(Paris) Le 11 janvier, l’enseigne française d’alimentation E. Leclerc frappait fort en annonçant « bloquer », pendant six mois, le prix de la baguette de pain à… 29 centimes d’euro (0,40 $ CAN). L’objectif : poser « une action concrète pour défendre [le] pouvoir d’achat », pouvait-on lire sur la publicité.
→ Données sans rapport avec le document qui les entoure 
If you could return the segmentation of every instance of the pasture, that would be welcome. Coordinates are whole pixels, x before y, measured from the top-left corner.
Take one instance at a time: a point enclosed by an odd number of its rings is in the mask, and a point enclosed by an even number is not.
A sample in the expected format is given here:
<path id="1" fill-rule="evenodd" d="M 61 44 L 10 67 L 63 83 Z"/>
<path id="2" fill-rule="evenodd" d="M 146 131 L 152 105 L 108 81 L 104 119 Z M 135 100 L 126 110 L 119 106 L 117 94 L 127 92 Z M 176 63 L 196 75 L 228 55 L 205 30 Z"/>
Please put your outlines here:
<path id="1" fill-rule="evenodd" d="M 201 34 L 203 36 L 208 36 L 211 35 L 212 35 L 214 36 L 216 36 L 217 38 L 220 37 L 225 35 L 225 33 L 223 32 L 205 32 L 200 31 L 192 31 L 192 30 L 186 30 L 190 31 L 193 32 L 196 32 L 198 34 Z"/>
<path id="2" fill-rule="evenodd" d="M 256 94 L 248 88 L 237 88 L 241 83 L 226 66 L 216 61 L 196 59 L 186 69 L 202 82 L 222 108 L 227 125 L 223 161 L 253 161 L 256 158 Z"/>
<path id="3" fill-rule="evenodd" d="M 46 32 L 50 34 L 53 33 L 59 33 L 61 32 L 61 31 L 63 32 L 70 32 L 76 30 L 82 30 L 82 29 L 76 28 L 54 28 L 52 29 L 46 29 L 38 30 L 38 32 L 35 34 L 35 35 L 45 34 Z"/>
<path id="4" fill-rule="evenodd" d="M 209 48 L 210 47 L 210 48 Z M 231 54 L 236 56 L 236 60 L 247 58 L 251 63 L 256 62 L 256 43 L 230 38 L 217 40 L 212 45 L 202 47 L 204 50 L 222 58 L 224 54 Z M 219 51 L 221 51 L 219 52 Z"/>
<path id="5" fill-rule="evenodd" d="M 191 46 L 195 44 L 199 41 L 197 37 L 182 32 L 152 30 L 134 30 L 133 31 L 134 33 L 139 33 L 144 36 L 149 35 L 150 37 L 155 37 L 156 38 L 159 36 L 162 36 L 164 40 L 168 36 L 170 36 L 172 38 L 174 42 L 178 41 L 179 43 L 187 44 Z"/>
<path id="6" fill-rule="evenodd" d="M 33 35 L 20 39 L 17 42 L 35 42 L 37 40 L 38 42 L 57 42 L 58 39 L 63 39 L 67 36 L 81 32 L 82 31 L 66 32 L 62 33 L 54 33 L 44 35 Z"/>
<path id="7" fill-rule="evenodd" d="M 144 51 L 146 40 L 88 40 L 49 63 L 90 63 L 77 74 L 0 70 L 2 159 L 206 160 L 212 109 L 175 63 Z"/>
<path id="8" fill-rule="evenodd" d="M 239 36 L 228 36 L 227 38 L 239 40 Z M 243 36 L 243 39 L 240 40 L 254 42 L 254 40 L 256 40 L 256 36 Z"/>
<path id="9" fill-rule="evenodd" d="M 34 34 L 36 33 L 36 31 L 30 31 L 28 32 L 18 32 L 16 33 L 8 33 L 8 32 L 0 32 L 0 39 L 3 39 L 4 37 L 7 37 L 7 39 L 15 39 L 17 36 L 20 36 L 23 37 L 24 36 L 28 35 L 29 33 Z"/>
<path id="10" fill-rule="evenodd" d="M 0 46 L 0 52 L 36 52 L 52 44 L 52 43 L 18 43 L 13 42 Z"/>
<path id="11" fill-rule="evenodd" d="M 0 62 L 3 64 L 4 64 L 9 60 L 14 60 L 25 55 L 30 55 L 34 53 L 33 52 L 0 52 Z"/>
Dans la semaine qui a suivi la diffusion de cette annonce, une armée de boucliers s’est levée. La patronne de la Fédération nationale des syndicats d’exploitants agricoles, Christiane Lambert, dénonçait cette décision qu’elle qualifiait de « coup politique et démagogique ». Le patron des supermarchés Lidl France, Michel Biero, qualifiait la stratégie « d’irresponsable ». Ce que fait E. Leclerc est « honteux », renchérissait de son côté le président de l’Association nationale de la meunerie française, Jean-François Loiseau.

« Ceux qui dénoncent un ‟prix trop bas”, alors que l’inflation redémarre fort, vivent sur une autre planète ! », se défendait Michel-Édouard Leclerc, président d’E. Leclerc, sur Twitter.

Consultez l’un des tweets de Michel-Édouard Leclerc

À trois semaines du premier tour de l’élection présidentielle en France, la question du pouvoir d’achat suscite toujours de vives discussions, mais surtout, de vives inquiétudes. Le coût de la baguette en est un exemple probant, puisqu’il demeure pour de nombreux Français un repère de la variation des prix à la consommation.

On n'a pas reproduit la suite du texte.